The HSBC/Markit flash China PMI for July fell below the 50-mark to 48.9. It was 50.1 in June, making the biggest fall since March 2009 and the first negative result since July 2010.
(Cue some more slowdown/stagflation worries.)
The news apparently was a bit of a dampener on markets, despite those rising hopes around European and US debt deals. And yet plenty of pundits are not that worried.
This Thursday note from Barclays Capital is an example:
We think the weak reading reflects: 1) seasonal factors as industrial activities tend to slow in the summer; 2) further moderation in growth, as the earlier policy tightening is expected to show more visible effects in slowing domestic demand in H2; and 3) the HSBC PMI tends to focus more on the externally-oriented small and medium firms, compared with the NBS PMI, which tends to have a more balanced and wider coverage in terms of industries and survey samples.

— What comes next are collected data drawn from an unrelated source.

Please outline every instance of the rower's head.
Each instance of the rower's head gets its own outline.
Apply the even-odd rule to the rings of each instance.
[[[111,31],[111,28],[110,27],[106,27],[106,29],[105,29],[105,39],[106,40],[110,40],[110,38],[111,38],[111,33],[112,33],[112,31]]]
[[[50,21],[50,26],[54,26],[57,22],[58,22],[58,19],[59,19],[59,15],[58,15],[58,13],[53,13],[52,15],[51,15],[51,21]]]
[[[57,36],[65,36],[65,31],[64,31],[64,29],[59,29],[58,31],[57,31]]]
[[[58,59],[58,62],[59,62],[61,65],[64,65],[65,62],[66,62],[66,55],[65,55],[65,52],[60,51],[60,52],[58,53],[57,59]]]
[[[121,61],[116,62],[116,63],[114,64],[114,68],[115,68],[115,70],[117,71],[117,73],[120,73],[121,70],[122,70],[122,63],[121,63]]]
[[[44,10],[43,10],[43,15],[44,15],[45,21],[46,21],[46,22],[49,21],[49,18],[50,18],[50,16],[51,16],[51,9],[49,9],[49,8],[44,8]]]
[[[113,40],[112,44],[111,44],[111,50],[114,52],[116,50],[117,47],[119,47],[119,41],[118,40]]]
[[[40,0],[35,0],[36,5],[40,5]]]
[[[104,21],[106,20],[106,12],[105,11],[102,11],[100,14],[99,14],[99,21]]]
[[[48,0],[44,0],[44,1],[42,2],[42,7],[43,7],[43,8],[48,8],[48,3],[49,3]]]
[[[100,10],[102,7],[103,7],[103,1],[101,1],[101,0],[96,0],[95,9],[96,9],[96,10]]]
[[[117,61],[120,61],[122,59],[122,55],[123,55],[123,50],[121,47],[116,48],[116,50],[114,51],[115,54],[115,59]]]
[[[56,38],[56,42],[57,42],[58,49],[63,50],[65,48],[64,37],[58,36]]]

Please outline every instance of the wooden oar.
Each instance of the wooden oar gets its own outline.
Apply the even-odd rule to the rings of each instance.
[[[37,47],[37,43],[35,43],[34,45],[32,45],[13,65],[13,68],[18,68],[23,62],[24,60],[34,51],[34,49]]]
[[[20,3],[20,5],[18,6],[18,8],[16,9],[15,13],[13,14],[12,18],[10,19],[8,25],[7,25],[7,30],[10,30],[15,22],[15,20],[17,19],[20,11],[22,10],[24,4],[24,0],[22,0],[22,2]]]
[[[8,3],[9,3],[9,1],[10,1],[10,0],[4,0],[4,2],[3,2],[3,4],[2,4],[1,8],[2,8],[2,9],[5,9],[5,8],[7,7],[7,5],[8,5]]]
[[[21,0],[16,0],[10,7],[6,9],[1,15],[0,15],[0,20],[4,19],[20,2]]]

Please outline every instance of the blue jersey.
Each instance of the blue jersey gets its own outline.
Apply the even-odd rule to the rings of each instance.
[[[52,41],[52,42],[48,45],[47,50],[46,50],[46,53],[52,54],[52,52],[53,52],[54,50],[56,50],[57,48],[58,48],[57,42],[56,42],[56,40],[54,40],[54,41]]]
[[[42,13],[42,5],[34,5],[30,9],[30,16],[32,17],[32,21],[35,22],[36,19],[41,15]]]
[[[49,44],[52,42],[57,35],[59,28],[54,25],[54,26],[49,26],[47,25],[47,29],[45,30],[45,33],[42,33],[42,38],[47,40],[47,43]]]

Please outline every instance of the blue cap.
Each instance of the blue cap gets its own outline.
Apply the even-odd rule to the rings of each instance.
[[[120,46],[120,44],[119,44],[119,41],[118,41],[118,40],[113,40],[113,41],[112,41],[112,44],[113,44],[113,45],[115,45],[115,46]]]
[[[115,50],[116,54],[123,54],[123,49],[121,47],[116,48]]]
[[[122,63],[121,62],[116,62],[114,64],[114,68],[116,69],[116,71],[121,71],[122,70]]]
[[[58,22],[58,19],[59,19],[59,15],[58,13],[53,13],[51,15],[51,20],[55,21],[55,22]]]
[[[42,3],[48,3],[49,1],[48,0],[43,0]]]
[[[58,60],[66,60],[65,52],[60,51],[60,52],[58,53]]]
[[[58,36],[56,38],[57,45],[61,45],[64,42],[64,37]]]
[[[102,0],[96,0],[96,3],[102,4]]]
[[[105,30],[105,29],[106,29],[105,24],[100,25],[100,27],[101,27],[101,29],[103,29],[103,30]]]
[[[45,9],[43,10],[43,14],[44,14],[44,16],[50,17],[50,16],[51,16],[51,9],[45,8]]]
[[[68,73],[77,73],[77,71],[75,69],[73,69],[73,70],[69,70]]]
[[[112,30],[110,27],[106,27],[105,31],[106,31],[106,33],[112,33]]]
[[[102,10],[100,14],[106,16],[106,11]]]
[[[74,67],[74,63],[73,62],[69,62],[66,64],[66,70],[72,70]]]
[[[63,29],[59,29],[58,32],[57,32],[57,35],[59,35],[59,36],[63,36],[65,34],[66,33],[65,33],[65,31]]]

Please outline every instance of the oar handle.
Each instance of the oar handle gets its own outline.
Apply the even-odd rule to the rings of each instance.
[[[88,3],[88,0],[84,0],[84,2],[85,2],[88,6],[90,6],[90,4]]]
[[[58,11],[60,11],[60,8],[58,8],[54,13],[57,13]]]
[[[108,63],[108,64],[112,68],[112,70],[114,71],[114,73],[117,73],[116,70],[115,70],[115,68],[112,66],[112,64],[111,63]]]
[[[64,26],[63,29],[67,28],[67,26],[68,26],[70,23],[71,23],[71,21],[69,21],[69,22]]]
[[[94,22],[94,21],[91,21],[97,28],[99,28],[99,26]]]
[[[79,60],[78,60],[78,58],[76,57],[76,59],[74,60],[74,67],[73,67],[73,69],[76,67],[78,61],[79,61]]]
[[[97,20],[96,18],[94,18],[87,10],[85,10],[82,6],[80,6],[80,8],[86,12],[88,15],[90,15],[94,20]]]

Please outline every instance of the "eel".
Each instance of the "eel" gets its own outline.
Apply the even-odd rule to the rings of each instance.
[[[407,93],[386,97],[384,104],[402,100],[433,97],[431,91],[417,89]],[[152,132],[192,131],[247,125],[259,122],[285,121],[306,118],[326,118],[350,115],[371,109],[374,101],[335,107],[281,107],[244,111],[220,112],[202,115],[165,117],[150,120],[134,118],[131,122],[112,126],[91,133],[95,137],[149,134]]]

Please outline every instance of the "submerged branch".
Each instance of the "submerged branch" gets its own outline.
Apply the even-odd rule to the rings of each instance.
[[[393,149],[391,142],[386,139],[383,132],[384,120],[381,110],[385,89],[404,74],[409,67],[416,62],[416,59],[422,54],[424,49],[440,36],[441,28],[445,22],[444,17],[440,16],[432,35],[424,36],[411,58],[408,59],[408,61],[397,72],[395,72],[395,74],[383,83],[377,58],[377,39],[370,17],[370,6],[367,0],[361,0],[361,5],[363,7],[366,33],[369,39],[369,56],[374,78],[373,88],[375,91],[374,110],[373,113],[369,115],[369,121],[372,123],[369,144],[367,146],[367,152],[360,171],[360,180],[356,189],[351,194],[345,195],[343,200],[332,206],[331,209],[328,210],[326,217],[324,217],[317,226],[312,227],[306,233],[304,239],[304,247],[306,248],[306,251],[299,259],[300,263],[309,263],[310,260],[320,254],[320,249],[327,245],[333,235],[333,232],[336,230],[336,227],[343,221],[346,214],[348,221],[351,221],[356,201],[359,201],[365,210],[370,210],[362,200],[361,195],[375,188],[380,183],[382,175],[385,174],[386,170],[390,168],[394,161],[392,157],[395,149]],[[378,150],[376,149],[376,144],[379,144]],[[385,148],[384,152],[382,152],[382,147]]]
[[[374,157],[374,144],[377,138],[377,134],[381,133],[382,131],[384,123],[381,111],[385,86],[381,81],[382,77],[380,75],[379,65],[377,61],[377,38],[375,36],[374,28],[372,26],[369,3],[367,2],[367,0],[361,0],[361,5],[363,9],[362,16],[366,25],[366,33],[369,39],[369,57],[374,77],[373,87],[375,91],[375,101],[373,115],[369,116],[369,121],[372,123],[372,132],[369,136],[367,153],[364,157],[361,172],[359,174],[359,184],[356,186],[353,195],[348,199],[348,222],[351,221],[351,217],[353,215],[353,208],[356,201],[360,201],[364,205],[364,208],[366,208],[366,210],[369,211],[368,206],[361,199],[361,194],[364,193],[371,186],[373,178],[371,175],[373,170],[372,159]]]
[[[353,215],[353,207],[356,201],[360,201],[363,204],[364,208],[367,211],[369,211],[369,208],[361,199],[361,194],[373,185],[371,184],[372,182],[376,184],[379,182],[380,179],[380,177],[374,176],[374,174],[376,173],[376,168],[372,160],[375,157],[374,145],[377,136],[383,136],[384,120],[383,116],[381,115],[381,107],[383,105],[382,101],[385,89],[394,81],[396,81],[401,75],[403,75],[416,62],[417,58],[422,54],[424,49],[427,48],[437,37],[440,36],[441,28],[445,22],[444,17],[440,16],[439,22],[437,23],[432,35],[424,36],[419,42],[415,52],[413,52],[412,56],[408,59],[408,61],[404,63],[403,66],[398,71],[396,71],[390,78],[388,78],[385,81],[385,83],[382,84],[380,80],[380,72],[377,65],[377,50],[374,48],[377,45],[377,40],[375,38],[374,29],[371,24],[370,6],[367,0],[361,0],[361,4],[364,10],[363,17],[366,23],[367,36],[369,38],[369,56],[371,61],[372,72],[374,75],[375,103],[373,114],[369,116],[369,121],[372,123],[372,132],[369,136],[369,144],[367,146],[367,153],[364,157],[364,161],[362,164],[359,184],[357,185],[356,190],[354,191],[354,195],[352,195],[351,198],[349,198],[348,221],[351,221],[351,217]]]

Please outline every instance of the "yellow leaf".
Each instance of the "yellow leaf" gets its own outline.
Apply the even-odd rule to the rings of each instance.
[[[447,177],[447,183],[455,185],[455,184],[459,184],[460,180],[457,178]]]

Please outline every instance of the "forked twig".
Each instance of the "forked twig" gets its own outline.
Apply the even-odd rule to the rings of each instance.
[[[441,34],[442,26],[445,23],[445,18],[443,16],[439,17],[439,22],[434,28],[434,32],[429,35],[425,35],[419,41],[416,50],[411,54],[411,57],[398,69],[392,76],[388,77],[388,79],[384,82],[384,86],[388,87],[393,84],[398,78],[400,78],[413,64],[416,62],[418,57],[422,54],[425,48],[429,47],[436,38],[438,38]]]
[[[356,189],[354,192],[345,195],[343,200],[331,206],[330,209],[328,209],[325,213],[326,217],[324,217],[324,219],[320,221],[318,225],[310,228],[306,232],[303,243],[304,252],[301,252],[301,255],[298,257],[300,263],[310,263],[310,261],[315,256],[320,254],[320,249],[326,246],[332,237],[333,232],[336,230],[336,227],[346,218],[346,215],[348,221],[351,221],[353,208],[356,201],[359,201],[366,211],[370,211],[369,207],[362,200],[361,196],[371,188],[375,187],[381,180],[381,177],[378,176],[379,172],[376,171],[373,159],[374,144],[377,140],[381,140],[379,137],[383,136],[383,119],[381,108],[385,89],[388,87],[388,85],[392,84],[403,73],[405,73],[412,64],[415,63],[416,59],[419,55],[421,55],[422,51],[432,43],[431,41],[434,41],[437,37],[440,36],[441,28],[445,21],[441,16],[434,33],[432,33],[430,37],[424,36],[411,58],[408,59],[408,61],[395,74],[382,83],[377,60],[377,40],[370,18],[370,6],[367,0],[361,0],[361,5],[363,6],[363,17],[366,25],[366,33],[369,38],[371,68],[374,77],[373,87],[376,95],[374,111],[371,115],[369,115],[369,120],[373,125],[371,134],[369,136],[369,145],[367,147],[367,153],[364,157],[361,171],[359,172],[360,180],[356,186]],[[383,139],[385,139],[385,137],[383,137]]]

That said, we do expect the semi-official NBS PMI, due on 1 August, to also post a decline from June’s 50.9, possibly testing the 50 threshold. Historically, the NBS PMI tends to post a seasonal decline in the summer, averaging -2.5% m/m from 2005-2010 and -1.7% in 2010 (Figure 1). This usual seasonal decline would imply a number of around 50 this July. We expect the PMI to start recovering gradually in late Q3, as was the case in 2010.
And even Dr Doom is unfazed, telling the Wall Street Journal:
“We are worried about a Chinese hard landing but that may not materialize until after 2013,” Mr. Roubini said.
But what about all that local government debt?
Stephen Green of Standard Chartered says the problem is “large, but solvable”.
Then there’s the IMF report released on Thursday. It was generally positive on China, saying that growth remains solid despite the global outlook; inflation should peak soon — barring more food price shocks – with high structural unemployment and unemployment keeping wage inflation in check.
On credit, they say:
Stress tests—conducted by the authorities as part of the FSAP process—suggest that the banking system is generally capable of absorbing significant downside risks. However, given the large expansion in credit in the past 2½ years, a coordinated shock on multiple fronts (including lower growth, a sharp real estate downturn, and higher interest rates) would leave some of the smaller private banks with insufficient capital to meet regulatory requirements. The key risks to credit quality remain concentrated in loans to local government financing vehicles, off-balance sheet lending, and, to a lesser extent, credit to the property sector. A full assessment of these various risks is, however, hampered by serious data gaps, weaknesses in the information infrastructure, and constraints on the FSAP team’s access to confidential data.
What we don’t know won’t hurt us, perhaps?